Mon père dit qu’il faut s’adapter. Ça veut dire qu’il faut faire comme les Françaises et qu’il faut pas le porter. Ma mère dit qu’elle se sent nue sans son sefseri. Elle veut pas qu’on la regarde. Elle a honte. Mon père lui fait remarquer qu’on la regarde parce qu’elle le porte.
C’est bien vrai. Je suis d’accord avec mon père et en plus, moi aussi j’ai honte. L’histoire dure et puis un jour, ma mère l’abandonne et sort “nue”. Et plus personne l’embête!
LA RENTRÉE
A, b, c…
On les compte. Avec x, y, z, ça fait vingt-six lettres. Pour qu’on les retienne, la maîtresse nous les fait chanter. En CP, les autres non plus ils savent pas écrire. On est presque à égalité. Mais moi je m’applique deux fois plus. Le plus dur, c’est de bien caser la lettre entre deux lignes. Avec moi, tout déborde. Comme si j’avais la rage. Ça bave de l’encre noire. Faut que je me calme. Je veux y arriver. Je sais pas comment je le sais, mais je le sais: J’ai besoin des mots. Je pense à tout ce que j’arrive pas à expliquer et aux boules vertes de la cantine. Parait que ça s’appelle des choux de Bruxelles. Quand mon père saura écrire, je lui ferai mettre sur la liste des interdits.
Maintenant, j’arrive à lire.
Chaque mot est fait de plusieurs petits bouts. Des syllabes. Il faut les assembler. Je m’entraîne aussi à la maison, en cachette. Je m’assois dans un coin près de la fenêtre j’écarte les rideaux. Comme ça, le matin, je profite de la lumière du dehors et le soir, j’ai la lumière des lampadaires de la rue. L’électricité, ça coûte cher.

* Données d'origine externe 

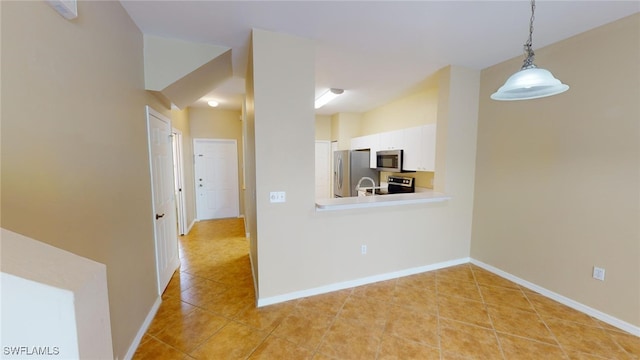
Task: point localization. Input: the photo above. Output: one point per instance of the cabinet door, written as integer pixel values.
(420, 148)
(392, 140)
(358, 143)
(367, 142)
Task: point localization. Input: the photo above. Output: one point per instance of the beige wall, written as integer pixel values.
(301, 249)
(415, 109)
(210, 123)
(345, 126)
(75, 167)
(557, 188)
(180, 121)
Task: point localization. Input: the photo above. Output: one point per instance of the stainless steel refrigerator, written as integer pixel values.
(349, 166)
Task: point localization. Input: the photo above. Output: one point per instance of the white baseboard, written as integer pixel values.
(191, 226)
(143, 329)
(358, 282)
(613, 321)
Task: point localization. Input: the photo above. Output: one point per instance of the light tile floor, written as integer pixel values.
(462, 312)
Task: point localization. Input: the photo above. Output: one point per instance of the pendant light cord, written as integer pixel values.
(528, 61)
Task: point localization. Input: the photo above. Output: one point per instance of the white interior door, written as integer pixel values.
(165, 231)
(216, 176)
(178, 180)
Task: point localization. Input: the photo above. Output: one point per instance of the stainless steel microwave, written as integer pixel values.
(389, 160)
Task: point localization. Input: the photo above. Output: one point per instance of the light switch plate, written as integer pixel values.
(277, 196)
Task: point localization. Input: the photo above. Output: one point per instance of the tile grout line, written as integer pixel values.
(484, 303)
(439, 325)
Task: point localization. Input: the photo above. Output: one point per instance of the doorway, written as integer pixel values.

Exercice en classe. Dans le livre, y a des images qui racontent quelque chose. Par exemple, on voit des gens qui font la queue dans la rue pour voir un film. Il faut faire une phrase pour expliquer ce qu’ils font. Après, on doit l’écrire au tableau. C’est mon tour. Moi, je dis: “Ils vont au cilima”. La maîtresse fait “HEIN?” Elle me demande d’ar-ti-cu-ler. J’articule: “Ils vont au ci-li-ma!” Toute la classe rigole. Je sais pas pourquoi. La maîtresse me demande de l’écrire au tableau. Je l’écris. Elle dit que c’est faux. Elle dit que c’est: ci-né-ma! Moi, je dis que, en Tunisie, tout le monde dit cilima. Et la maîtresse, elle rigole aussi. Sont vraiment bêtes des fois les Français…
LES EXPRESSIONS
Toute ma rue est blanche. C’est la première fois que je vois de la neige. C’est joli. Et ça fait plus propre. On voit plus les crottes de chien. Ma maîtresse dit qu’il a neigé tellement tôt cette année que c’est un jour à marquer d’une pierre blanche. Ça veut dire qu’il faut se rappeler de la date. Je m’en rappelle; dimanche 17 novembre 1968.
Les phrases bizarres qui veulent dire autre chose que ce qu’elles racontent, ça s’appelle des “expressions”. Les Français ont beaucoup d’expressions. J’en connais des tonnes!
Faire la gueule: c’est quand on est pas content.
Avoir un coup dans le pif: c’est quand on a bu trop de jus de raisin pourri.
Tiens, voilà du boudin: c’est quand les garçons voient une fille moche passer.
Nous aussi on a des expressions. Quand le ventre est plein, la tête chante. Y a aussi Une guenon sera toujours une gazelle dans les yeux de sa mère.
Même pas besoin d’explication.
Je suis au coin. Je suis punie. À cause des expressions françaises. J’ai expliqué à la maîtresse; j’ai seulement dit à Thibault que moi, quand je serai grande, je serai riche! Enfin, je lui ai dit que je me ferai des couilles en or et comme il me croyait pas, je lui ai dit d’aller se faire voir chez les Grecs.
C’est comme ça qu’il parle notre voisin et personne le gronde!
La maîtresse a dit qu’il faut pas répéter les gros mots, que mon voisin est mal élevé et que c’est “Monsieur Bôf”.
Elle se trompe la maîtresse. Il s’appelle Monsieur Baudoin.
Maintenant, je suis debout depuis longtemps et j’ai les jambes en coton. Je veux pas le dire à la maîtresse. Je me méfie des expressions françaises.